Japan has avoided fiscal harakiri. The decision by the country’s opposition parties to stop blocking the government’s deficit-spending plans is a big relief for an economy that shrank by an annualised 3.5 per cent in three months through September 30, and is likely to contract again in the current quarter.
Exports are stumbling amid weak global demand and a boycott of Japanese-made goods in China. Amidst this, government spending worth eight per cent of GDP was in jeopardy because of the parliamentary stalemate, according to Fitch.
As part of the deal to end the political deadlock, Prime Minister Yoshihiko Noda has agreed to call for elections, which may take place as early as next month.

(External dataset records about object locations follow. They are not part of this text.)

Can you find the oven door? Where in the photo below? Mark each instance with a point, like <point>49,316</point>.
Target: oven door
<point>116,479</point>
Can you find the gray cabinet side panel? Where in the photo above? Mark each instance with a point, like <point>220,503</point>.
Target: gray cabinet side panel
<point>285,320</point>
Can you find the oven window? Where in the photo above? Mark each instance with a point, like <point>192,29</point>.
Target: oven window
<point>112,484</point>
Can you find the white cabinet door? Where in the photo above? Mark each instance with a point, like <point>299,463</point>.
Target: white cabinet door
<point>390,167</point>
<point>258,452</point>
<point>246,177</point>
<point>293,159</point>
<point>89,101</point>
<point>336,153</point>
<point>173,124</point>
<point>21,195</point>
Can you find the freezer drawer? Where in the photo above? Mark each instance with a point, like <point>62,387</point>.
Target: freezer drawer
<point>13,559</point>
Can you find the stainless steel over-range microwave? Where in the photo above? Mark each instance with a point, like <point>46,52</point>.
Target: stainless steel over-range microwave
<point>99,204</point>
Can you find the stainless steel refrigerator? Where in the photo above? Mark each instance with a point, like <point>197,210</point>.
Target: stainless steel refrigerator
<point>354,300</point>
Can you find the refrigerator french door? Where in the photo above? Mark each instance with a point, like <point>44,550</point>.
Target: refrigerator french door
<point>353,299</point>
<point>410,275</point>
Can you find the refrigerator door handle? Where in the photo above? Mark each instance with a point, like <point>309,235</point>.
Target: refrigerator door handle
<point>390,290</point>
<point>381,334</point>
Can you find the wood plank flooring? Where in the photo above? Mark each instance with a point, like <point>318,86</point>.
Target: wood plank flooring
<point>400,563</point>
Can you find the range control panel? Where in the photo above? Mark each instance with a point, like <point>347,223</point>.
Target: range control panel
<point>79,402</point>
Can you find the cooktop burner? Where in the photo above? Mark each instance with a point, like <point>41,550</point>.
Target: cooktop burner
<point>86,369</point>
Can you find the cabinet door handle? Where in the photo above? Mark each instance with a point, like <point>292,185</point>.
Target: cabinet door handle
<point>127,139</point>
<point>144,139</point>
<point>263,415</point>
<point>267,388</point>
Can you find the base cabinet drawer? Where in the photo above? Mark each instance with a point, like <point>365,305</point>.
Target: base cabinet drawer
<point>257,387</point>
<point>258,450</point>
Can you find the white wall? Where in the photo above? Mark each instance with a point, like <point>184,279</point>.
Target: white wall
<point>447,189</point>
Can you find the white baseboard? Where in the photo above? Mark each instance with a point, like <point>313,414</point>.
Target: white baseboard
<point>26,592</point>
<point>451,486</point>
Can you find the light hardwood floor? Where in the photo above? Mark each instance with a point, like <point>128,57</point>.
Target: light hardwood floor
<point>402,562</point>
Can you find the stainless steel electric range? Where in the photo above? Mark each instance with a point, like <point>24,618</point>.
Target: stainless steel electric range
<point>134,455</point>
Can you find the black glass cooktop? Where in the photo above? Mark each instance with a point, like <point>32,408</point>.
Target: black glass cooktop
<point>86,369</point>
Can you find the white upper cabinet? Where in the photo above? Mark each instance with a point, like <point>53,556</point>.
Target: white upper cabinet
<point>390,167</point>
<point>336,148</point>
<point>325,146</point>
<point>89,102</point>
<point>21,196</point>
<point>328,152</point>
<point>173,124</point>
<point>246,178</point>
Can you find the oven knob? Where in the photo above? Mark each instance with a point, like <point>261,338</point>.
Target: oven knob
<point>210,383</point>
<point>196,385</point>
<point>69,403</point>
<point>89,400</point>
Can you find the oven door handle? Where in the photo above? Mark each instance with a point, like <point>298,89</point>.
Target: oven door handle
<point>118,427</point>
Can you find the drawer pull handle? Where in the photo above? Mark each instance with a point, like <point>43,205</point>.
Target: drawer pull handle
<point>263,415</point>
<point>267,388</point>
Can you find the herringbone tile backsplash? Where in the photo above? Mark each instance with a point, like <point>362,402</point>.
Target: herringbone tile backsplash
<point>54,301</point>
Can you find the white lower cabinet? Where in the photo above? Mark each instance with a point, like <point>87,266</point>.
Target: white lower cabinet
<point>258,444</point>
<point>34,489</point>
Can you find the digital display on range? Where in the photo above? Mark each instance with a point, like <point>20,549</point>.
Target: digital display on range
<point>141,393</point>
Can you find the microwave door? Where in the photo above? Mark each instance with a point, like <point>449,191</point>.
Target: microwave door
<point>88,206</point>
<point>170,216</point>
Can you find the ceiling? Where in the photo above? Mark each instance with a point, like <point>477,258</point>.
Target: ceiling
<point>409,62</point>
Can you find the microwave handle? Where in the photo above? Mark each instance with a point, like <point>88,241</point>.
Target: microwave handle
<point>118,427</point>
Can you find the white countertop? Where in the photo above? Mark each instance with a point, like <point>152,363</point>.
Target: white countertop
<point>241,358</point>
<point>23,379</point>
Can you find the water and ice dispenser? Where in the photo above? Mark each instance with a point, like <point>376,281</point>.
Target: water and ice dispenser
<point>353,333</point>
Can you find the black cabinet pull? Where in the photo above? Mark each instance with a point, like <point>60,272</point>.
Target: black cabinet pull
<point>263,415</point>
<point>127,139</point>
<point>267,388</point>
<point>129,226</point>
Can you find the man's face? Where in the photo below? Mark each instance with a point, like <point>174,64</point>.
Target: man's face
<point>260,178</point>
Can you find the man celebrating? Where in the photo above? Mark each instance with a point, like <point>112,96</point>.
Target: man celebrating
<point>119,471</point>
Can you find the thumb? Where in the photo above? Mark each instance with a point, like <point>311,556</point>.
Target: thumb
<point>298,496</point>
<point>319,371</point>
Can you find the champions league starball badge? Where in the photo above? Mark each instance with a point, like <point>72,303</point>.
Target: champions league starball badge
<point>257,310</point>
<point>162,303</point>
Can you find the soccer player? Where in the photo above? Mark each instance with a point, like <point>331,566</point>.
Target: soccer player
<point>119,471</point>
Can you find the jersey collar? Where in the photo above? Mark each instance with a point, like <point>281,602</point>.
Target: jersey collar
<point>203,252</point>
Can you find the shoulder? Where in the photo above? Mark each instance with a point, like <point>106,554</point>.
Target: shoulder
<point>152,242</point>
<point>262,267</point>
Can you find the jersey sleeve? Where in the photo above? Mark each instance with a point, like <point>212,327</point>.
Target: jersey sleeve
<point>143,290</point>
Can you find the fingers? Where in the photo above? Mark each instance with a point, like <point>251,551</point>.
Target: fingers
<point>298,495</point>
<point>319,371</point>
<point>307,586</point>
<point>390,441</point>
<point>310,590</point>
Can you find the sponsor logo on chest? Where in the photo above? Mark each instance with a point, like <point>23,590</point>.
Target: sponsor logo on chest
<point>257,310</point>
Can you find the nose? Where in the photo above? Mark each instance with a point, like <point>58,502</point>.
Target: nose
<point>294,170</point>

If the conservative LDP wrests power from the ruling Democratic Party, newly elected LDP leader Shinzo Abe will be prime minister for a second time. Among the first things Abe did during his first stint as premier between September 2006 and September 2007 was to slash his own pay by 30 per cent and call for a reduction in public spending.
Fiscal belt-tightening was a bad idea back then, especially as the central bank had just prematurely ended its five-year-old quantitative easing programme.
With the Bank of Japan (BOJ) playing spoilsport even now, Abe will hopefully not repeat the mistake of preaching the austerity mantra at the wrong time. Consumer demand is already at risk as a result of the planned doubling of the sales tax that conservatives like Koji Omi, Abe’s finance minister in 2006, have for long advocated as a step toward fiscal rectitude.
To his credit, Abe recently urged the BOJ to be bolder and adopt a three per cent inflation target. That’s pragmatic. Japan badly needs to convince domestic savers that the yen balances in their bank accounts will be worth less tomorrow.
To give Japan’s struggling electronics exporters a chance, investors need to be persuaded to swap yen for dollars. Besides, a sudden bout of inflation could also reduce the government’s debt load, which will reach 237 per cent of GDP by the end of 2012, according to the International Monetary Fund. By contrast, untimely fiscal conservatism will just push Japan’s economy deeper into funk.